Integer or NULL. The number of dimensions for the output embeddings. Only supported by some models (e.g., text-embedding-3-*). If NULL, uses the model's default dimensionality.

prefix

Character. Prefix for the new embedding column names. Default: "emb_". Columns will be named {prefix}{original_col}_{1}, {prefix}{original_col}_{2}, etc.

keep_original

Logical. Should the original text column(s) be retained? Default: FALSE.

columns

Character vector. Internal use only. Stores column names after training.

skip

Logical. Should the step be skipped when the recipe is baked? While all operations are baked when recipes::prep() is run, some operations may not be applicable to new data (e.g., processing the outcome variable). Default: FALSE.

id

Character. Unique identifier for this step. Automatically generated if not provided.

x

A step_foundry_embed object

Value

An updated recipe object with the new step appended to the sequence of existing steps.

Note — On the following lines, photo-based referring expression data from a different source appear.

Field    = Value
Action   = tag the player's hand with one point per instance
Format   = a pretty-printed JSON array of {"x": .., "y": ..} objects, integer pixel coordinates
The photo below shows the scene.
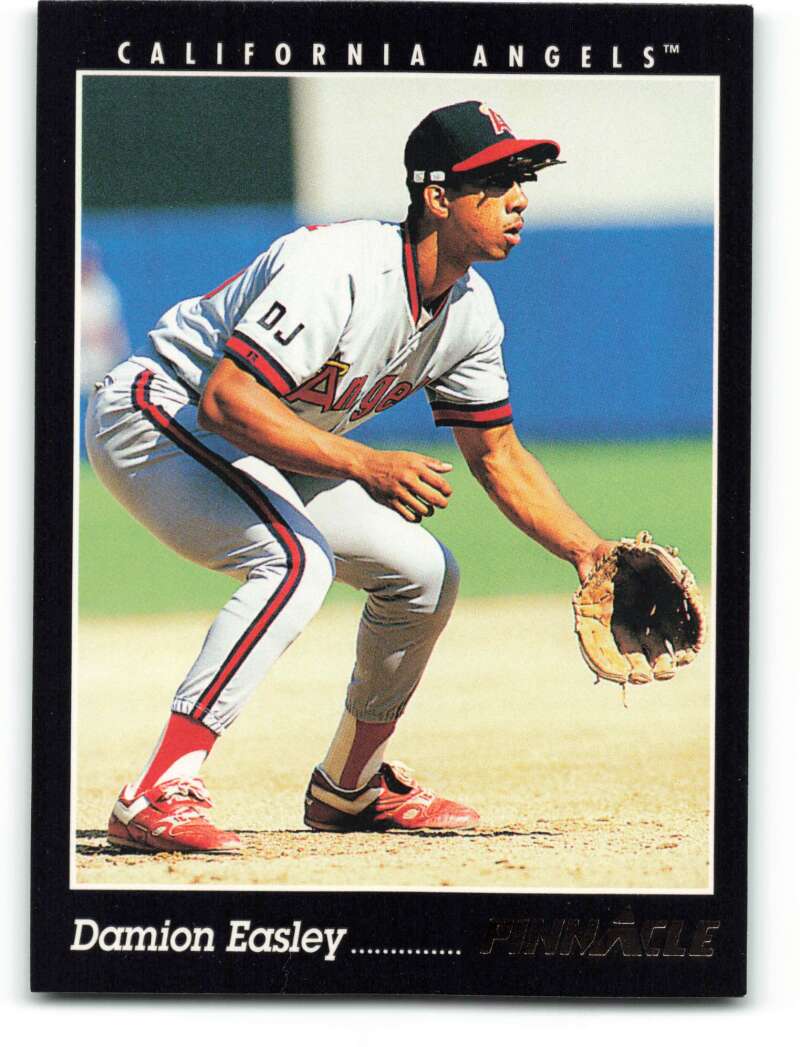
[
  {"x": 410, "y": 484},
  {"x": 585, "y": 563}
]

A tibble with columns: terms, model, dimensions, id

Details

This step uses foundry_embed() to generate embeddings for each text column specified. During the bake phase, each text value is sent to the Azure AI Foundry API, and the resulting embedding vector is expanded into multiple numeric columns.

Column naming

For a text column named "description" with 1536-dimensional embeddings and the default prefix "emb_", the output columns will be named: emb_description_1, emb_description_2, ..., emb_description_1536.

Handling failures

If an embedding request fails for a particular row (e.g., due to API errors), the corresponding embedding columns will be filled with NA values for that row.

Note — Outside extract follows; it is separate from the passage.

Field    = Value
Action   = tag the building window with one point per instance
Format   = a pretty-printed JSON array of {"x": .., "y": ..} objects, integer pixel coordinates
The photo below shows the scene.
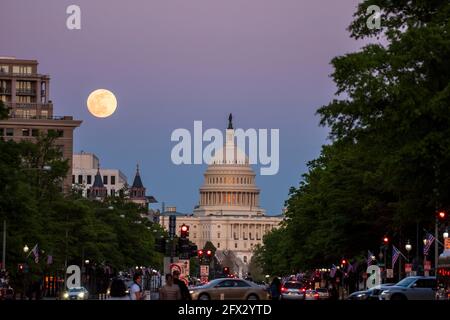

Performance considerations

Embedding generation requires API calls for each row of data. For large datasets, consider:

  • Using skip = TRUE during cross-validation to avoid redundant API calls

  • Pre-computing embeddings for training data and caching the results

  • Using batch processing strategies for very large datasets

See also

foundry_embed() for the underlying embedding function, recipes::recipe() for creating recipes, recipes::prep() and recipes::bake() for processing recipes.

Examples

if (FALSE) { # \dontrun{
library(recipes)

# Sample data
df <- data.frame(
  text = c("Hello world", "Machine learning is great", "R is awesome"),
  category = c("greeting", "tech", "tech")
)

# Create a recipe with Foundry embeddings
rec <- recipe(~ text, data = df) %>%
  step_foundry_embed(text, model = "text-embedding-ada-002")

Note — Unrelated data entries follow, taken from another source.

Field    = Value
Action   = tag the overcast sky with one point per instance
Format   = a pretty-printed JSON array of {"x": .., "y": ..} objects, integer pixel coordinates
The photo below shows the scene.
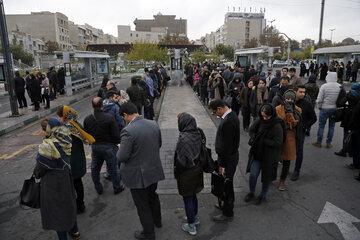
[{"x": 299, "y": 19}]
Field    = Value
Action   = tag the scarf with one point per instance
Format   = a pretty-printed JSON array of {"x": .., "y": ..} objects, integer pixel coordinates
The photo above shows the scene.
[
  {"x": 55, "y": 151},
  {"x": 355, "y": 90},
  {"x": 70, "y": 119},
  {"x": 261, "y": 94},
  {"x": 189, "y": 143}
]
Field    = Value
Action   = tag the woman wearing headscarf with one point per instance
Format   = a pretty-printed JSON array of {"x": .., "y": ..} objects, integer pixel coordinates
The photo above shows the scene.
[
  {"x": 77, "y": 160},
  {"x": 57, "y": 197},
  {"x": 266, "y": 140},
  {"x": 245, "y": 95},
  {"x": 349, "y": 101},
  {"x": 187, "y": 169},
  {"x": 258, "y": 97},
  {"x": 291, "y": 115},
  {"x": 235, "y": 87},
  {"x": 219, "y": 87}
]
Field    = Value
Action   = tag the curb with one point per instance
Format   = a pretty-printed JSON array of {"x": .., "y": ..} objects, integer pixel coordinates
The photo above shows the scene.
[{"x": 31, "y": 119}]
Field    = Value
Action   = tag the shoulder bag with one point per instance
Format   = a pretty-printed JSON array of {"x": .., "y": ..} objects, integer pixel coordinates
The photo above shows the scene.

# Prepare and bake the recipe
prepped <- prep(rec, training = df)
baked <- bake(prepped, new_data = df)

# With custom dimensions (model-dependent)
rec_custom <- recipe(~ text, data = df) %>%
  step_foundry_embed(
    text,
    model = "text-embedding-3-small",
    dimensions = 256,
    prefix = "vec_"
  )

# Keep original text column
rec_keep <- recipe(~ text, data = df) %>%
  step_foundry_embed(text, model = "text-embedding-ada-002", keep_original = TRUE)

# Use in a tidymodels workflow
library(tidymodels)

wf <- workflow() %>%
  add_recipe(rec) %>%
  add_model(logistic_reg()) %>%
  fit(data = train_data)
} # }